Currently, Sarepta anticipates a potential label expansion for Elevidys that would eliminate age and ambulatory status restrictions, potentially broadening its market reach. Despite its mid-2023 approval, Elevidys has already made meaningful contributions to Sarepta’s financial performance, with the biotech experiencing a 33.3% revenue increase to $1.2 billion last year, with Elevidys generating a robust $200 million in revenue.

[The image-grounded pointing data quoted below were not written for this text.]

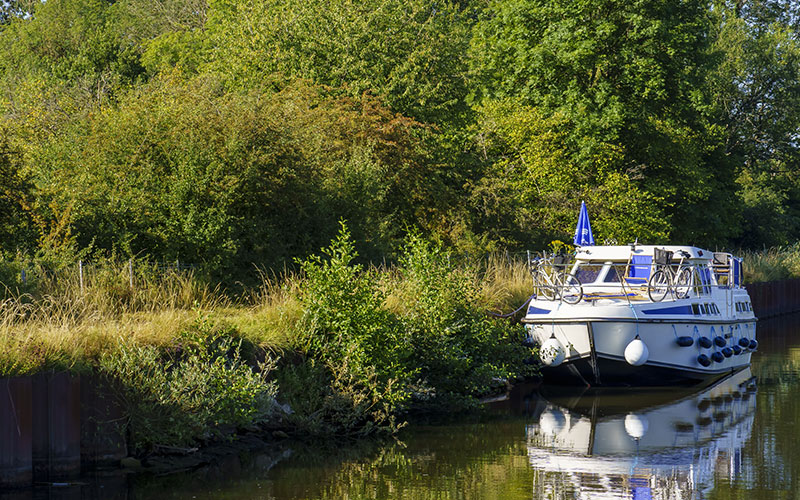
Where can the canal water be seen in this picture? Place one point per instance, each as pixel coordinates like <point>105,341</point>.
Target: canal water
<point>739,439</point>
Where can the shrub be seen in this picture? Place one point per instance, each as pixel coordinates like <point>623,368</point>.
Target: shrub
<point>190,393</point>
<point>461,353</point>
<point>346,328</point>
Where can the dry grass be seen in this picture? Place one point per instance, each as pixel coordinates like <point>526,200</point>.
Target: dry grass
<point>66,325</point>
<point>772,264</point>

Anticipating FDA approval for the label expansion, expected by late June, Sarepta foresees accelerated demand and heightened sales for Elevidys. While Sarepta remains committed to developing therapies for DMD, with over 40 programs dedicated to the disease, the company also seeks to diversify its portfolio. In this pursuit, Sarepta commenced a phase 3 clinical trial in January for a potential therapy targeting Limb-Girdle muscular dystrophy, a group of rare muscle-related disorders.
While Sarepta may not enjoy the same level of name recognition as Amgen, its expertise in rare diseases underscores its ability to continue innovating and delivering breakthrough medicines. With a track record of solid financial performance and promising prospects, Sarepta Therapeutics remains poised for further success and continued growth in the stock market.